Later on Friday, NHTSA released an excerpt of this lengthy petition, saying that “Tesla cars unexpectedly accelerated faster than other cars on the road” and urged NHTSA to “recall production from 2013 to now All Model S, Model X, and Model 3 cars. “
The petition cited many media reports of accidental acceleration of Tesla’s electric car and filed a complaint with NHTSA. Tesla did not immediately comment.
These complaint reports allege that when trying to park Tesla vehicles in a garage or on the side of the road, they had a sudden acceleration. Others claim that the sudden acceleration occurred during traffic or when using driver assistance systems and caused a crash.
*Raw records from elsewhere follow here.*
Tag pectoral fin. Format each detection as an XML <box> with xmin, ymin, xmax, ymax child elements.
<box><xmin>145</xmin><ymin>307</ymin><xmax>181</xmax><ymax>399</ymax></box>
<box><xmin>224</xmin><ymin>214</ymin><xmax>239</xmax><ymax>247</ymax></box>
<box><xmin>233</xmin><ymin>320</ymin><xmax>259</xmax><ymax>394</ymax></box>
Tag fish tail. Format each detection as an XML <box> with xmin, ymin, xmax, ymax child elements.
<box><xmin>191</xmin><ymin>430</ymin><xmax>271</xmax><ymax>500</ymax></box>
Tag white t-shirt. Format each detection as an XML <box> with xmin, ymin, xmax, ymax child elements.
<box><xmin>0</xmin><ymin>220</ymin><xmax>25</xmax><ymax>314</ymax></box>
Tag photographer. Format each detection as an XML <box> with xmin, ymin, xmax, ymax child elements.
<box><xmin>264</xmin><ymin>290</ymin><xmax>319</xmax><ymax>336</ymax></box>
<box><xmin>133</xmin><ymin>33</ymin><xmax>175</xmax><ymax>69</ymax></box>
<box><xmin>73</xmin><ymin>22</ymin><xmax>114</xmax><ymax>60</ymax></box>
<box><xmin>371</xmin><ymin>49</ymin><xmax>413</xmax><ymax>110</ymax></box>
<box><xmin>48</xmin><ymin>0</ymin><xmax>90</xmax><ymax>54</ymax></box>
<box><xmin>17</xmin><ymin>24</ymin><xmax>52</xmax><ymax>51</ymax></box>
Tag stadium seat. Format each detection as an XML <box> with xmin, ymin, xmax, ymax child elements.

In a complaint, a driver stated that his 2015 Tesla Model S 85D was shut down and locked, but “after a few minutes, the vehicle started speeding down the street and hit a parked car.”.
A second complaint alleges that a Tesla driver in Evandale, Pennsylvania drove into a parking space of an elementary school when the car suddenly accelerated by itself, adding: “It crossed the curb and hit a barbed-wire Fence. “
In a third complaint, a Tesla driver in Andover, Mass., “Car suddenly hobbled forward” when approaching her garage door, and “passed through the garage door and crashed two other garage doors “It didn’t stop until it hit the concrete wall of the garage.
In October 2019, NHTSA stated that it was assessing whether Tesla should recall 2,000 electric vehicles in May of that year instead of releasing software upgrades to fix a potential flaw that could lead to production of 2012-2019 Model S and Model X batteries caught fire.
The 2,000 vehicles covered by the petition filed with NHTSA last September received battery management software upgrades in May to address a potential flaw that could trigger a non-crash-related fire. Edward Chen, a lawyer who filed the petition, said in October that he was convinced that “this number is much more than 2000” and that the evaluation is ongoing.
Not long ago, NHTSA said it was investigating a Tesla Model 3 accident in Indiana on Dec. 29 that collided with a parked fire truck and killed a passenger. This is the 14th accident involving a Tesla vehicle taken over by NHTSA’s special car accident investigation project, which they suspect has activated the company’s so-called Autopilot or other advanced driver assistance systems while driving.
On February 25, NHTSA will convene a meeting to determine the likely cause of a fatal car accident in a Tesla Model X in Mountain View, California in 2018. At the time of the accident, the driver was using a driver assistance system.